Today’s Highlight in History:

On Feb. 26, 1993, a truck bomb built by Islamic extremists exploded in the parking garage of the North Tower of New York’s World Trade Center, killing six people and injuring more than 1,000 others. (The bomb failed to topple the North Tower into the South Tower, as the terrorists had hoped; both structures were destroyed in the 9/11 attack eight years later.)

On this date:

In 1616, astronomer Galileo Galilei met with a Roman Inquisitio­n official, Cardinal Robert Bellarmine, who ordered him to abandon the “heretical” concept of heliocentr­ism, which held that the earth revolved around the sun, instead of the other way around.

In 1815, Napoleon Bonaparte escaped from exile on the Island of Elba and headed back to France in a bid to regain power.

In 1904, the United States and Panama proclaimed a treaty under which the U.S. agreed to undertake efforts to build a ship canal across the Panama isthmus.

In 1917, President Woodrow Wilson signed a congressio­nal act establishi­ng Mount McKinley National Park (now Denali National Park) in the Alaska Territory.

In 1919, President Woodrow Wilson signed a congressio­nal act establishi­ng Grand Canyon National Park in Arizona.

In 1929, President Calvin Coolidge signed a measure establishi­ng Grand Teton National Park in Wyoming.

In 1945, authoritie­s ordered a midnight curfew at nightclubs, bars and other places of entertainm­ent across the nation.

In 1952, Prime Minister Winston Churchill announced that Britain had developed its own atomic bomb.

In 1962, after becoming the first American to orbit the Earth, astronaut John Glenn told a joint meeting of Congress, “Exploratio­n and the pursuit of knowledge have always paid dividends in the long run.”

In 1970, National Public Radio was incorporat­ed.

In 1987, the Tower Commission, which probed the Iran- Contra affair, issued a report rebuking President Ronald Reagan for failing to control his national security staff.

In 1998, a jury in Amarillo, Texas, rejected an $11 million lawsuit brought by Texas cattlemen who blamed Oprah Winfrey’s talk show for a price fall after a segment on food safety that included a discussion about mad cow disease.

Ten years ago: A power failure later blamed primarily on human error resulted in sporadic outages across large parts of Florida.

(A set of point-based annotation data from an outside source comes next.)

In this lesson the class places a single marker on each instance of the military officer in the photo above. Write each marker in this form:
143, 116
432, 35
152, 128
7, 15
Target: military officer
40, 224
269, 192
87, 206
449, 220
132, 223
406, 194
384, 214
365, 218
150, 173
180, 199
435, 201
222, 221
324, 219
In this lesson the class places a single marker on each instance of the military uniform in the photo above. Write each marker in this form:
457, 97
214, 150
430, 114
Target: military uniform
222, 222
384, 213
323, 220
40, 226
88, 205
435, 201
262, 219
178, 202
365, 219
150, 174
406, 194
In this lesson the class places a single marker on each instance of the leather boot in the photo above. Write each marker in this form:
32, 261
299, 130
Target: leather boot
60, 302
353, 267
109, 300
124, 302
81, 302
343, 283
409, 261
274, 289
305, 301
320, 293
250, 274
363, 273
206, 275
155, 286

Secretary of State Condoleezz­a Rice, visiting Beijing, won a verbal assurance from Chinese officials to use their influence to jump-start the stalled process of dismantlin­g North Korea’s nuclear programs. The New York Philharmon­ic, led by Lorin Maazel, performed a historic concert in North Korea before the communist nation’s elite. Former Israeli military chief Dan Shomron, who commanded the 1976 hostage rescue at Entebbe, died in Tel Aviv at age 70.

Five years ago: A deeply divided Senate voted, 5841, to confirm Republican Chuck Hagel to be U.S. defense secretary. A hot air balloon burst into flames during a sunrise flight over the ancient Egyptian city of Luxor and then plummeted 1,000 feet to earth, killing 19 tourists (one tourist and the balloon’s pilot survived).